Au cours d'une restructuration organisationnelle de trois ans chez France Télécom qui a commencé en 2007 et qui a nécessité la réduction des effectifs de 22, 000 salariés, souvent basées sur des méthodes éthiquement douteuses - il y a eu une vague de suicides d'employés. Les rapports publiés évaluent le nombre total de décès à 35.
Virginie Doellgast, professeur agrégé de relations de travail comparées à l'école ILR de l'université Cornell, examine le rôle joué par les syndicats à la suite de ces décès. Son papier, « Après la crise sociale :la transformation des relations de travail chez France Télécom, " a été publié le 11 février dans Revue socio-économique .
Les chercheurs mettent en évidence les approches des syndicats de France Télécom pour étudier et faire connaître les effets négatifs des restructurations d'emploi sur la santé psychosociale des travailleurs. Les syndicats ont pu influencer la façon dont les suicides ont été interprétés - à la fois au sein de l'entreprise et dans les médias - puis de communiquer leurs conclusions aux travailleurs, les gestionnaires et le public.
En 2009, lorsque la presse a signalé des taux élevés de suicides dans l'entreprise, les syndicats étaient prêts avec un message bien organisé, étayés par les résultats de leur enquête :l'entreprise et sa direction étaient à blâmer. Par conséquent, les syndicats ont acquis un rôle formel dans le contrôle des pratiques de gestion pour s'assurer qu'elles ne menacent pas la santé psychosociale des travailleurs.
Cela a conduit à la décision historique de décembre par un tribunal de Paris, qui a reconnu l'entreprise et plusieurs anciens cadres supérieurs coupables de "harcèlement moral collectif".
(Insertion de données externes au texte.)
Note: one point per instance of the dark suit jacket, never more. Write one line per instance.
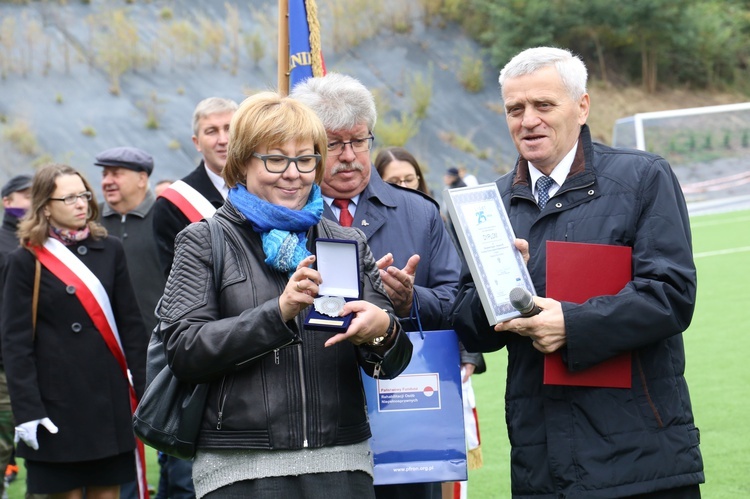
(404, 222)
(169, 220)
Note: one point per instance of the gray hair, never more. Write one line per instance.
(209, 106)
(340, 101)
(570, 67)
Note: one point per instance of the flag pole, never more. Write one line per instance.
(283, 49)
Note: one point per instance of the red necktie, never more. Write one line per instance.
(345, 217)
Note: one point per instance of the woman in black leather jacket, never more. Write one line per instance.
(286, 413)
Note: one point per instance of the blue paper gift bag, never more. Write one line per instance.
(417, 418)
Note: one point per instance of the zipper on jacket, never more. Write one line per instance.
(303, 394)
(222, 401)
(223, 391)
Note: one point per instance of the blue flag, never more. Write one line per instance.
(300, 60)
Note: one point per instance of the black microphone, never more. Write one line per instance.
(522, 301)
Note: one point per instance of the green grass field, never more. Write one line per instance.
(718, 373)
(718, 354)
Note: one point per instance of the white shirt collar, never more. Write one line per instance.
(218, 182)
(559, 173)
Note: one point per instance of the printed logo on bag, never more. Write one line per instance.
(409, 392)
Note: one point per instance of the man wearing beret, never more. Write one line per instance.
(127, 213)
(16, 200)
(198, 194)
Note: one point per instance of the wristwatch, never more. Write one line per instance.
(377, 342)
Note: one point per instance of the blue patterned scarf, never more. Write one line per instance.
(283, 231)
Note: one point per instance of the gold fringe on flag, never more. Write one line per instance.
(315, 44)
(474, 458)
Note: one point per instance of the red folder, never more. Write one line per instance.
(575, 273)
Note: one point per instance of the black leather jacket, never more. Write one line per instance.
(273, 384)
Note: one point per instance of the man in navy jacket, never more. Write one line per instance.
(575, 441)
(403, 227)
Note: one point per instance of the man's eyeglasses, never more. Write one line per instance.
(336, 148)
(406, 181)
(278, 163)
(72, 198)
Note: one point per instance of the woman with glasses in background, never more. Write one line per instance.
(396, 165)
(73, 344)
(285, 414)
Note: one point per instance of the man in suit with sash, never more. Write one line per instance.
(198, 194)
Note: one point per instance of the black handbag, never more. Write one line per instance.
(168, 417)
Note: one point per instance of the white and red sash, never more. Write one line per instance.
(64, 265)
(191, 203)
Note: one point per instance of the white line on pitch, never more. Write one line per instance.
(722, 252)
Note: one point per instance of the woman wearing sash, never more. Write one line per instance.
(69, 352)
(285, 414)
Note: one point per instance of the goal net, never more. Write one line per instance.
(708, 147)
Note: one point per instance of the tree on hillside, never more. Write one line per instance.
(702, 43)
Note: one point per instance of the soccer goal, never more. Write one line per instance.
(708, 147)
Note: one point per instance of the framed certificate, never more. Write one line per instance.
(486, 238)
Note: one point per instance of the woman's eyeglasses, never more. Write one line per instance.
(72, 198)
(278, 163)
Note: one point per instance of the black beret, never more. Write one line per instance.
(131, 158)
(17, 183)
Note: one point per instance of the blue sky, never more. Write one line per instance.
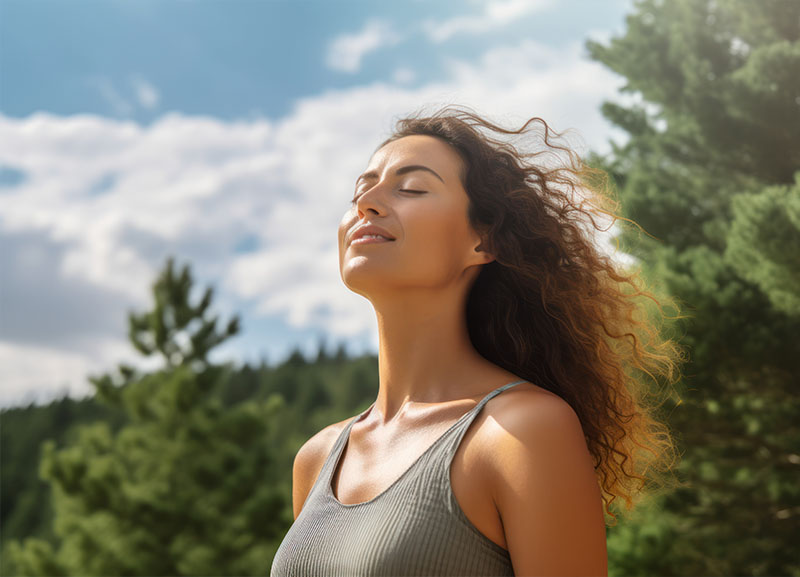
(229, 134)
Selon Doellgast, le cas de France Télécom est riche d'enseignements pour les syndicats américains aux prises avec des problèmes similaires de précarité croissante de l'emploi et d'intensification de la pression sur les performances. Elle a récemment travaillé avec les Communications Workers of America sur une enquête mesurant le stress et l'épuisement professionnel des travailleurs, problèmes de sommeil, utilisation de médicaments, microtraumatismes répétés, et les craintes d'externalisation et de réduction des effectifs.
« Une leçon pour les syndicats américains est que le changement commence par amener les travailleurs à comprendre que les problèmes liés au stress sont répandus et à se mobiliser autour de la demande de bien, des emplois sains, " a dit Doellgast. " Aussi, le vrai pouvoir vient de la communication de ces questions au public et aux décideurs. Les entreprises sont plus susceptibles de donner la priorité à la santé des travailleurs lorsqu'elles craignent de perdre des clients, et quand ils craignent des amendes et des peines de prison pour leurs cadres supérieurs."
Doellgast a déclaré que la capacité des syndicats à porter l'affaire devant les tribunaux et la décision historique qui en résulterait pourraient avoir des conséquences de grande envergure.
"L'entreprise a-t-elle juste une responsabilité envers ses actionnaires, ou a-t-elle une responsabilité envers ses autres parties prenantes, qui incluent ses travailleurs ?", a-t-elle déclaré. "Ce cas montre le rôle essentiel des syndicats dans la défense de cette vision des « parties prenantes » de l'entreprise :les entreprises font partie de la société, et les managers doivent s'assurer qu'ils ne tuent pas leurs employés pour faire des profits à court terme."